Seit Jahren beschäftigt die Bauwagendemonstration die Justiz.
Verurteilung: Im August 2005 verurteilt Amtsrichter Lutz Nothmann drei Bauwagen-Besitzer wegen Nötigung von Autofahrern zu Geldstrafen.
Freispruch: Landrichter Rolf Helbig hebt das Urteil im Dezember 2006 auf und spricht die Bauis frei. Verkehrsbehinderungen seien sozialadäquate Folgen.
Einstellung: Das Oberlandesgericht hebt das Freispruch-Urteil im Juni 2007 auf, weil Helbig nicht die Verwerflichkeit geprüft habe. Der Komplex wird ans Landgericht zurückverwiesen mit der Auflage, die Bagatelle endlich einzustellen.
Nach Faktenlage hatten sich am 24. April 2004 frühmorgens rund 200 Personen mit 105 Wohngefährten an der Hafenstraße versammelt. "Es war eine nicht angemeldete und nicht spontane Versammlung", verteidigte Polizei-Justiziarin Andrea Horstmann das Polizei-Vorgehen, sagte aber auch, dass eine Demo damals bei Anmeldung verboten worden wäre: "Wir hätten eine solche Menge nicht zugelassen." Einsatzleiter Thomas Mülder hatte damals dennoch zunächst die Versammlung geduldet, jedoch die Benennung eines Leiters verlangt.
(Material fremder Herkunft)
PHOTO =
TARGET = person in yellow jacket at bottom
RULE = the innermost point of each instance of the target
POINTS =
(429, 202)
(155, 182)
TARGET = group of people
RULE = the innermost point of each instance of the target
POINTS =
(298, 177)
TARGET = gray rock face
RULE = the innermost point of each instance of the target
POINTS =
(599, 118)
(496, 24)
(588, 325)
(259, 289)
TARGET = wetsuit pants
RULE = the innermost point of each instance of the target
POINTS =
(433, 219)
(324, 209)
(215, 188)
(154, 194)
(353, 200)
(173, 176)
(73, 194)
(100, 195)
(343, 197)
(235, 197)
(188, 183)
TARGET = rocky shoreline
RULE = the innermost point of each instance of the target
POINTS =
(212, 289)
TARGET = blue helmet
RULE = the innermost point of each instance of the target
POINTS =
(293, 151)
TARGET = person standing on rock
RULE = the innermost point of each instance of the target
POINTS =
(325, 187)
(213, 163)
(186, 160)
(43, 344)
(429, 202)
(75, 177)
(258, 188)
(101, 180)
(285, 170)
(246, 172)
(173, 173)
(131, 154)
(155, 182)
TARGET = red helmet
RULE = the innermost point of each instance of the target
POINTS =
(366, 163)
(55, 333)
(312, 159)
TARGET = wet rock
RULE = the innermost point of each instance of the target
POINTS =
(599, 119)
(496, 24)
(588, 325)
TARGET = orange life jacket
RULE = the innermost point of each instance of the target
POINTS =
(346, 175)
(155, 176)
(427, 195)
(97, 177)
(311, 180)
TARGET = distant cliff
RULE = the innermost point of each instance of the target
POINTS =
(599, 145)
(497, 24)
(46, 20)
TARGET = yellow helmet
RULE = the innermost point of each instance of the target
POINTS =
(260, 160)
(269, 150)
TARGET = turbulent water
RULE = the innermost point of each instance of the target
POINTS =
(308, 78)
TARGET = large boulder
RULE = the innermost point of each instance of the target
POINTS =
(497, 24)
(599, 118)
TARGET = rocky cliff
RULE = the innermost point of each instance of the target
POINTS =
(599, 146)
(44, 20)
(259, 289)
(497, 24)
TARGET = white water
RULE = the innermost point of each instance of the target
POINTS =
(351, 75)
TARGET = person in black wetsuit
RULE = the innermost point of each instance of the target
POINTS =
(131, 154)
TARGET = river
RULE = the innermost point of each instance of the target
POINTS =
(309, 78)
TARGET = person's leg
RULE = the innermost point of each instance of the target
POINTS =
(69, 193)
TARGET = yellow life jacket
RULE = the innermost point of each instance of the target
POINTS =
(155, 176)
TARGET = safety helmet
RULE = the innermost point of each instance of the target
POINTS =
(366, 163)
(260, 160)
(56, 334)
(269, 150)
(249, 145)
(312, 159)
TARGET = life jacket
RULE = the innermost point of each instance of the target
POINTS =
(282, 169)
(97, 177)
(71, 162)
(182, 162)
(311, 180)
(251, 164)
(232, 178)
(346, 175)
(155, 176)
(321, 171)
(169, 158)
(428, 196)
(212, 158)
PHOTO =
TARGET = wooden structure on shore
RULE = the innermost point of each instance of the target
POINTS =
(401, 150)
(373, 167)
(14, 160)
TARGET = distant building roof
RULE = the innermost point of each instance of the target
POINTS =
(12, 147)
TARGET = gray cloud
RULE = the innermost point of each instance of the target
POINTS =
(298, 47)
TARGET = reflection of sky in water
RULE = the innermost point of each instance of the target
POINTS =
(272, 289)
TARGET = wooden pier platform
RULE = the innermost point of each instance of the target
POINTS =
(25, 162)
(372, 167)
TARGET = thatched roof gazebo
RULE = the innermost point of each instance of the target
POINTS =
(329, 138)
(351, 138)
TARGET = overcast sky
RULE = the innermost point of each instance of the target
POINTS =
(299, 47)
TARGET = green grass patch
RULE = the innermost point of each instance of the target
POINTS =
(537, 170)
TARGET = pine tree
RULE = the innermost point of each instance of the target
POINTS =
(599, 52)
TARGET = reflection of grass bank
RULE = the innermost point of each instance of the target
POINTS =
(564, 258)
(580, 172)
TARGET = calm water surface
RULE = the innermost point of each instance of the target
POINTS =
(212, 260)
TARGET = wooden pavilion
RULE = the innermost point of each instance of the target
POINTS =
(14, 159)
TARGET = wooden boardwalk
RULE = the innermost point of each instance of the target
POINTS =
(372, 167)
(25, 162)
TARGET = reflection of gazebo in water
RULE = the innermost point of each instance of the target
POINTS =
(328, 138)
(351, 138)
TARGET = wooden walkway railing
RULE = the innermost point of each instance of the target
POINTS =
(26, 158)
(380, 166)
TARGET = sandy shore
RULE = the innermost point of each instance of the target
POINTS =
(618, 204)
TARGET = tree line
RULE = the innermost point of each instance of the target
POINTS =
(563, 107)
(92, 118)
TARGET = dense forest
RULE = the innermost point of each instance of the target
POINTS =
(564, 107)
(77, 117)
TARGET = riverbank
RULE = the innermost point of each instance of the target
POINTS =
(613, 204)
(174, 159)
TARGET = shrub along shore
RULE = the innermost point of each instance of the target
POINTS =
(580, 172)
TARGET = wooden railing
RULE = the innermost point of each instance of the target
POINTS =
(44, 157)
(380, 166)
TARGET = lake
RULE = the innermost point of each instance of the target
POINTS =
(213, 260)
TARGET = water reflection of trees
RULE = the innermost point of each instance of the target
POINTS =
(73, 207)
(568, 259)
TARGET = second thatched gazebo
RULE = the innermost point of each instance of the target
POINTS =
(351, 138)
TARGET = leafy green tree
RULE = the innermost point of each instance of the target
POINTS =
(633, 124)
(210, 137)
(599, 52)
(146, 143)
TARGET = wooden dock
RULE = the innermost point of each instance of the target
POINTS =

Unmittelbar bevor der als Leiter benannte Hackbusch eingetroffen war, ließ Mülder jedoch auf Weisung von Gesamteinsatzleiter Kuno Lehmann die Kundgebung für aufgelöst erklären. "Dass ein Versammlungsleiter nicht da ist, ist kein Auflösungsgrund", monierte Klägeranwältin Cornelia Ganten-Lange. Spätere Versuche Hackbuschs, mit Mülder Alternativen auszuloten und die Kundgebung auf das Heiligengeistfeld oder auf einen von der Polizei bestimmten Ort zu verlegen, seien verworfen worden. "Es gab keinen Millimeter Bereitschaft zu verhandeln", sagte Hackbusch.
Eine Auflösung sei das schärfste Mittel, "beschränkende Auflagen" seien nicht erwogen worden, kritisierte Ganten-Lange. Es habe keine "Verhältnismäßigkeitsprüfung" stattgefunden, wie sie das Bundesverfassungsgericht verlangt, sagte sie. Richterin Grellinger-Schmid kündigte nach intensiver Prüfung eine baldige Entscheidung an.